La constance de la précarité

Interpellé par cette campagne, j’ai échangé, ces derniers temps, avec plusieurs artistes et travailleurs culturels à propos de ces questions. Bien entendu, surcharge de travail, bénévolat, multitâche, cumul de plusieurs emplois, conditions salariales dérisoires, précarité d’emploi, plan de retraite inexistant, etc., sont autant de sujets qui reviennent invariablement. Le milieu culturel semble non seulement au bord de l’épuisement généralisé, mais également au bord du gouffre si rien n’est fait.

Dans les années 1980, je faisais partie de ceux, et nous étions nombreux, qui ont choisi de travailler dans des conditions précaires, car nous croyions en la cause culturelle et nous souhaitions que la culture québécoise contemporaine se déploie et s’épanouisse. Nous avions fait ce choix, sûrs que les choses s’amélioreraient pour les générations futures. Force est de constater que ce n’est malheureusement pas le cas.

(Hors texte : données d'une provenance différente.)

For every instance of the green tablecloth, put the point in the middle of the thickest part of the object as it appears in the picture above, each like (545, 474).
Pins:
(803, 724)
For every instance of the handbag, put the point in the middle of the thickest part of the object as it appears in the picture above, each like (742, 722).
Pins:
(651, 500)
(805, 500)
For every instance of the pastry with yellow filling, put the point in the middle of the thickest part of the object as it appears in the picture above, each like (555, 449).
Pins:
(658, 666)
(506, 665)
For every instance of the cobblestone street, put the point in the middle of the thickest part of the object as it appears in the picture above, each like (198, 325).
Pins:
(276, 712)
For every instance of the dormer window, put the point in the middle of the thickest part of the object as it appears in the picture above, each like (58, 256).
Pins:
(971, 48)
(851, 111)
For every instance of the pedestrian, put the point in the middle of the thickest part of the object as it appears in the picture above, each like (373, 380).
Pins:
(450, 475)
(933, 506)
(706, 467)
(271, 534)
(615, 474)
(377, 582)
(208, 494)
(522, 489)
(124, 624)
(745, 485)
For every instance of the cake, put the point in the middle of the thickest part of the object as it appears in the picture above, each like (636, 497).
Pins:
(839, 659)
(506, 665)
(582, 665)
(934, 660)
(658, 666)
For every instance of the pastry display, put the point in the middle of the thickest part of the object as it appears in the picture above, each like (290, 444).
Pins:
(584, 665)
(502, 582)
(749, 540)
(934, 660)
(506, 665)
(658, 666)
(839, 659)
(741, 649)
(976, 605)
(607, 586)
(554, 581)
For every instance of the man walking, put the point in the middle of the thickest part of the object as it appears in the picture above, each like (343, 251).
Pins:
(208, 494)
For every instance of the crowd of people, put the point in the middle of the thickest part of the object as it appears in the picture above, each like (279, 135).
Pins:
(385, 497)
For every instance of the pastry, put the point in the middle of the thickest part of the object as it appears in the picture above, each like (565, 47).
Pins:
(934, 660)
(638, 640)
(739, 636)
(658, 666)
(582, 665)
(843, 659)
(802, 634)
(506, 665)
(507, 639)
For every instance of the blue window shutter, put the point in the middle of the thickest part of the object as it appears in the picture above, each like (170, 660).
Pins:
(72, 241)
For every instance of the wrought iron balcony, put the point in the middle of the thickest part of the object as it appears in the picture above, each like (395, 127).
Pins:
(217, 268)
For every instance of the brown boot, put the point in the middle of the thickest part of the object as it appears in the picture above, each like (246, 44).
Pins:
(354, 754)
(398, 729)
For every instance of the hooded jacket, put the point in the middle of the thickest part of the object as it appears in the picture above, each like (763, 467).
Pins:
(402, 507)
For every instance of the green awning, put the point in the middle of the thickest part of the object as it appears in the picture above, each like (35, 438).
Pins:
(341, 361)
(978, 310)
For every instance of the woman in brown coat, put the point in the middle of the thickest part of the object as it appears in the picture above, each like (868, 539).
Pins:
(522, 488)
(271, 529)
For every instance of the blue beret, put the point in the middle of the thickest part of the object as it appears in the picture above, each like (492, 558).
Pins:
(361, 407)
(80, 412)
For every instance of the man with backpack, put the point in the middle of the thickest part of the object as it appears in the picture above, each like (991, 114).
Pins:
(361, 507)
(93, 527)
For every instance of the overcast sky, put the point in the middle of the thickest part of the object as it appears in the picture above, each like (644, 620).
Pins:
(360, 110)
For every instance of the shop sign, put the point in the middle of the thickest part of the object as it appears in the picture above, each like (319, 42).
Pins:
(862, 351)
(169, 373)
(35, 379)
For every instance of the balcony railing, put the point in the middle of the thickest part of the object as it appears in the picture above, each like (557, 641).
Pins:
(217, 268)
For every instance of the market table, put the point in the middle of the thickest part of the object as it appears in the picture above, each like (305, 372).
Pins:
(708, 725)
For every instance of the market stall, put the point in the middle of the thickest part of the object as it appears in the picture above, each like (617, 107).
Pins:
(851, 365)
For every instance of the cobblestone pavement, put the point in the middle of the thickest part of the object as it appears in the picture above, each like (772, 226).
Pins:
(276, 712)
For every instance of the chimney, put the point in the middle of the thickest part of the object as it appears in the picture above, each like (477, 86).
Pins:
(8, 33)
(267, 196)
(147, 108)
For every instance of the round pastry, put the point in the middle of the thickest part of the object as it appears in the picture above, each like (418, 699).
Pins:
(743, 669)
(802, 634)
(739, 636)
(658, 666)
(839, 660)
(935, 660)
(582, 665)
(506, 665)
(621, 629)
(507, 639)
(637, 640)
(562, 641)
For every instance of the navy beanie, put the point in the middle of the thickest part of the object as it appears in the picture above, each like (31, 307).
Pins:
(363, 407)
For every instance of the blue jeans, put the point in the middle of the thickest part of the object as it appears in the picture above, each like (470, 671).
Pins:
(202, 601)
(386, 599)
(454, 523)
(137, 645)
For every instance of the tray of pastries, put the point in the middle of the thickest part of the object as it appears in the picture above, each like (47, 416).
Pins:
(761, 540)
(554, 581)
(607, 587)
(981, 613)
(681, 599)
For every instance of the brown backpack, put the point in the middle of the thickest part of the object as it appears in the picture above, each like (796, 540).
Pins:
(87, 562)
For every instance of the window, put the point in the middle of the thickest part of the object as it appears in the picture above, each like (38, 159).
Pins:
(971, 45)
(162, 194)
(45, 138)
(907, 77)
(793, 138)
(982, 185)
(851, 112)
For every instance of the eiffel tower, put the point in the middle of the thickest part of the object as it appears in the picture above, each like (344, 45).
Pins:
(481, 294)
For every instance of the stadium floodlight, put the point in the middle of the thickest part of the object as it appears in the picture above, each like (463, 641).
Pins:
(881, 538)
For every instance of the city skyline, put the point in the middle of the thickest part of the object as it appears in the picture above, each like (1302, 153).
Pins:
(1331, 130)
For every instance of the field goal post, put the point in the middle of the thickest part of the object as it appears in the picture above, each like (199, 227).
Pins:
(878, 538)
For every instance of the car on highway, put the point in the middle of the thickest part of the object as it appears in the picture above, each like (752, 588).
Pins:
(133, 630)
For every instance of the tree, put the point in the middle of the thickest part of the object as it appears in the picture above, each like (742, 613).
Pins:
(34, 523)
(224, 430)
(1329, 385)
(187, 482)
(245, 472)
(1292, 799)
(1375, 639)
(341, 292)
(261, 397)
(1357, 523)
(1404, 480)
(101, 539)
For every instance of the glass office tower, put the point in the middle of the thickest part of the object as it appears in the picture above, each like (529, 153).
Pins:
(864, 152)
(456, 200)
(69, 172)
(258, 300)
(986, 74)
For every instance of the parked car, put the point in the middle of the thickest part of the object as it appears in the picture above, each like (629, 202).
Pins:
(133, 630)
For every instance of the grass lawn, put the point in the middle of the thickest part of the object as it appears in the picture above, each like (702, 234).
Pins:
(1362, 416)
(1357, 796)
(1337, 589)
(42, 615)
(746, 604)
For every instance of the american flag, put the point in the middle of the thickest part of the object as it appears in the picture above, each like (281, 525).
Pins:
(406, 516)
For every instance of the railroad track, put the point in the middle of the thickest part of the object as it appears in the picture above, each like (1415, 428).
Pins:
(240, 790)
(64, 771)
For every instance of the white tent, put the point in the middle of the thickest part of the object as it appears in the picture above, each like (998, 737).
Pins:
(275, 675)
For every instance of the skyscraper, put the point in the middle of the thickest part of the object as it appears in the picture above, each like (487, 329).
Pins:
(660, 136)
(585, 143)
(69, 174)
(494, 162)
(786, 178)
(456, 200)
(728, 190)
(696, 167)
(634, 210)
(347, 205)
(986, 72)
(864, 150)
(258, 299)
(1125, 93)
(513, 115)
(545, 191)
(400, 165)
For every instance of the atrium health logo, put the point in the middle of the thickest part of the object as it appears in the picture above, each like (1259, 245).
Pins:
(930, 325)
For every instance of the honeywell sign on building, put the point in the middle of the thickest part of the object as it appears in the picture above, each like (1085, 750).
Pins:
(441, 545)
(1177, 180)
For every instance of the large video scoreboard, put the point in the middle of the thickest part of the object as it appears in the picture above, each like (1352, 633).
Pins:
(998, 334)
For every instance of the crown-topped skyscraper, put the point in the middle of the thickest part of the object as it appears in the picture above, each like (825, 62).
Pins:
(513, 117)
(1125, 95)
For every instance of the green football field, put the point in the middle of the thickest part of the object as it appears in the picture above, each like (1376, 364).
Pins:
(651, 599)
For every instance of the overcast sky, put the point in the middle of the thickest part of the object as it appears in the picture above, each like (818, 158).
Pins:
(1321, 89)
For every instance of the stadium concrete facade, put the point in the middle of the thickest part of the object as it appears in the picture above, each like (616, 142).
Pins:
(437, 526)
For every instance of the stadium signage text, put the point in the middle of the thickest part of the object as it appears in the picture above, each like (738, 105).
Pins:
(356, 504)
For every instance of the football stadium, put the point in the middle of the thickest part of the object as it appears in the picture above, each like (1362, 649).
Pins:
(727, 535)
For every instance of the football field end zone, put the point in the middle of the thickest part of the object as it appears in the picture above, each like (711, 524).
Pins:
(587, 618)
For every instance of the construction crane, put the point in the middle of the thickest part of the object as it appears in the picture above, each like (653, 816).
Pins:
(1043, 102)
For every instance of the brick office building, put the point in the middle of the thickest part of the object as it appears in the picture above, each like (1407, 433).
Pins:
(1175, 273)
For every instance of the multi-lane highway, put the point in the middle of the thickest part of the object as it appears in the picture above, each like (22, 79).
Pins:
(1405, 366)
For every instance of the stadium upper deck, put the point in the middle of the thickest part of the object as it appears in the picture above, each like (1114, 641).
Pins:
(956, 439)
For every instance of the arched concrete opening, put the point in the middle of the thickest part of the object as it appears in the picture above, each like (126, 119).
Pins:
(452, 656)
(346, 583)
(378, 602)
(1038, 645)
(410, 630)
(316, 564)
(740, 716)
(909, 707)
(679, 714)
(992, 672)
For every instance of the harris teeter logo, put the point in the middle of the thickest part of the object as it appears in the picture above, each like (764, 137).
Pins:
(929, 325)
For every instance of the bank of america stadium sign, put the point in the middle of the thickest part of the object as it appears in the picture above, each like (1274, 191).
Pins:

Non seulement les travailleuses et les travailleurs culturels ne se sont pas enrichis, mais ils se sont appauvris, contraints à jongler avec une constante précarité. Il n’est pas rare de voir des postes en culture affichés avec un taux horaire équivalant à celui d’il y a 25 ans... Or, l’indice du coût de la vie augmente, quant à lui, d’environ 1 à 2 % par année. Je vous laisse faire le calcul! Et, je ne parle même pas ici de l’engagement bénévole. Avons-nous raté quelque chose? N’avons-nous pas crié assez fort? Sommes-nous trop dévoués?

Un système trop performant?

Malgré l’insuffisance de moyens et le sous-financement chronique, nous avons réussi à créer un système hyperperformant, très bien rodé, conduit par des ressources professionnelles compétentes et souvent, surqualifiées. Mais, ce système fonctionne principalement grâce à la bonne volonté, à l’engagement et au dévouement de ses ressources humaines. Peut-être serait-il temps que tous les travailleuses et travailleurs culturels calculent la vraie valeur de leur travail et, chiffres à l’appui, démontrent à l’État que le milieu culturel est largement déficitaire? Si demain matin, ils décidaient, unanimement, de se faire rémunérer à leur juste valeur, le milieu culturel s’effondrerait sans doute après quelques mois, à bout de liquidité. Pour que ce scénario catastrophe ne devienne pas réalité, un engagement concret de l’État et des différents acteurs clés de la société s’avère indispensable.